- Households’ expectations and regional COVID-19 dynamics
The beginning of the COVID-19 pandemic was characterised by high uncertainty about the future path of the economy. In this paper, we examine how consumers in Germany updated their expectations about inflation for the next twelve months in response to the COVID-19 outbreak in early 2020. In particular, we explore if different levels of exposure to COVID-19 cases in connection with the economic circumstances in the district they live in led to eterogeneous responses among consumers when updating their inflation expectations. When examining the effects of experience on expectations, we differentiate between local (how severely the district was affected by COVID-19) and personal experience (how severely the respondent was affected financially).

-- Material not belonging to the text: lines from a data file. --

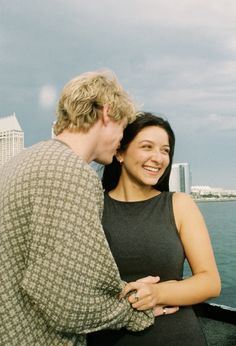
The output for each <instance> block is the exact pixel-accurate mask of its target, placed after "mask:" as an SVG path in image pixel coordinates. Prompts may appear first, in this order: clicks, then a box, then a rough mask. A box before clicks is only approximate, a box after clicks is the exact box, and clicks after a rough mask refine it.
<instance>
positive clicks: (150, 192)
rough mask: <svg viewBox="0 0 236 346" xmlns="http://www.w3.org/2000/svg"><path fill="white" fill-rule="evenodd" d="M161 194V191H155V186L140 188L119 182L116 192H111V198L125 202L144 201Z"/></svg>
mask: <svg viewBox="0 0 236 346" xmlns="http://www.w3.org/2000/svg"><path fill="white" fill-rule="evenodd" d="M159 194H160V191H158V190H156V189H154V187H153V186H140V185H138V186H137V185H135V184H132V183H131V182H122V181H121V180H120V181H119V183H118V185H117V186H116V187H115V189H114V190H111V191H110V192H109V196H111V197H112V198H114V199H116V200H118V201H124V202H137V201H144V200H146V199H149V198H152V197H154V196H157V195H159Z"/></svg>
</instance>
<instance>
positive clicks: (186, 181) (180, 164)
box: [170, 163, 191, 193]
mask: <svg viewBox="0 0 236 346" xmlns="http://www.w3.org/2000/svg"><path fill="white" fill-rule="evenodd" d="M170 191H176V192H186V193H190V192H191V173H190V166H189V164H188V163H174V164H173V165H172V168H171V174H170Z"/></svg>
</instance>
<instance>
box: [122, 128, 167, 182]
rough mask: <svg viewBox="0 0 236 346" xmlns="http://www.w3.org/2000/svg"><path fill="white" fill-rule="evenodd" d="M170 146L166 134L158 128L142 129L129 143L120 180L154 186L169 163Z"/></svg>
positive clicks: (124, 156)
mask: <svg viewBox="0 0 236 346" xmlns="http://www.w3.org/2000/svg"><path fill="white" fill-rule="evenodd" d="M169 153H170V145H169V138H168V134H167V132H166V131H165V130H164V129H163V128H161V127H159V126H148V127H145V128H144V129H142V130H141V131H140V132H139V133H138V134H137V136H136V137H135V138H134V139H133V141H132V142H130V144H129V146H128V148H127V149H126V151H125V152H123V153H120V154H119V155H118V159H119V160H120V159H121V160H122V173H121V177H122V178H124V177H125V178H127V179H129V180H130V181H131V182H133V183H135V184H138V185H143V186H153V185H156V184H157V182H158V180H159V179H160V178H161V176H162V175H163V173H164V172H165V170H166V168H167V167H168V165H169V163H170V157H169Z"/></svg>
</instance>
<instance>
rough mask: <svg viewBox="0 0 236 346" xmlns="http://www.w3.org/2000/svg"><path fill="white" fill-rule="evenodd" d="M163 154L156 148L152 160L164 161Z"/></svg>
mask: <svg viewBox="0 0 236 346" xmlns="http://www.w3.org/2000/svg"><path fill="white" fill-rule="evenodd" d="M162 159H163V158H162V154H161V152H160V151H159V150H155V151H154V152H153V154H152V160H153V161H156V162H161V161H162Z"/></svg>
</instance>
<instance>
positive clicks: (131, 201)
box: [105, 192, 164, 204]
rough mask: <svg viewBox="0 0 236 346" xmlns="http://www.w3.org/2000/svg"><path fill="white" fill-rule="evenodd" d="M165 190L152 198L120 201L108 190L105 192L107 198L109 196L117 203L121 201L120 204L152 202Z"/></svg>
mask: <svg viewBox="0 0 236 346" xmlns="http://www.w3.org/2000/svg"><path fill="white" fill-rule="evenodd" d="M163 193H164V192H160V193H159V194H157V195H155V196H152V197H150V198H147V199H142V200H139V201H120V200H118V199H115V198H113V197H111V196H110V195H109V194H108V192H106V193H105V196H106V198H108V199H109V200H111V201H112V202H115V203H120V204H141V203H145V202H150V201H152V200H155V199H158V198H159V197H160V196H161V195H163Z"/></svg>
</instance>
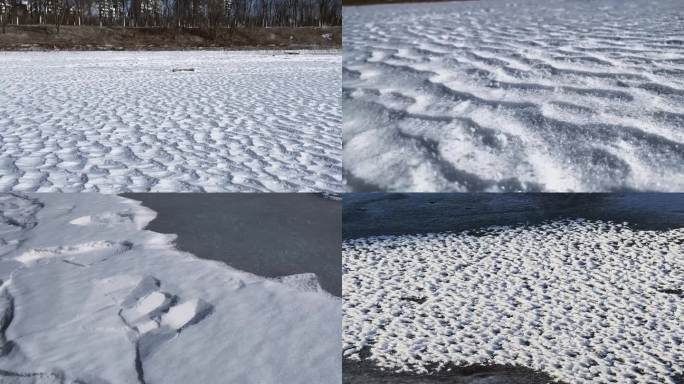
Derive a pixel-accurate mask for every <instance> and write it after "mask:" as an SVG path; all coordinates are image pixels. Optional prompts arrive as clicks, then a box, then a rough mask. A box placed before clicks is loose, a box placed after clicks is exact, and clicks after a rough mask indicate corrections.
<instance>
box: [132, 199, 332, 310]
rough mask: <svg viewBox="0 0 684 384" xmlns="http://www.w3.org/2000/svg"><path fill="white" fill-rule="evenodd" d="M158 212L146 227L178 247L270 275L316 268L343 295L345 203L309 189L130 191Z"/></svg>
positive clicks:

We use data from the Bundesbank Online Panel Households (BOP-HH), which contains information on inflation and other macroeconomic expectations of consumers living in Germany before and during the pandemic. We match consumer expectations with district level daily indicators on COVID-19 exposure and district-level containment measures. Thus, we can examine, through panel data analysis, how inflation expectations changed due to the pandemic outbreak. Moreover, we complement the regional indicators with households’ subjective assessment of the local and personal-level experience, which could capture longer-lasting effects of the pandemic on expectations.
We document a large upward shift in individuals’ inflation expectations and an increase in individual uncertainty and disagreement about the future path of inflation immediately after the COVID-19 outbreak. An increase in the 7-day incidence by 50 is associated with an average increase by 0.9 percentage points in household inflation expectations. The relationship between the virus spread and inflation expectations is amplified if consumers live in high unemployment districts. We also find that local and personal experiences matter when forming expectations. Individuals that live in districts that were negatively affected by the pandemic and those that experienced losses to their households’ finances have higher inflation expectations and are more pessimistic about unemployment, interest rates, and house prices. Our findings show that it is important to consider regional disparities when examining individual belief formation.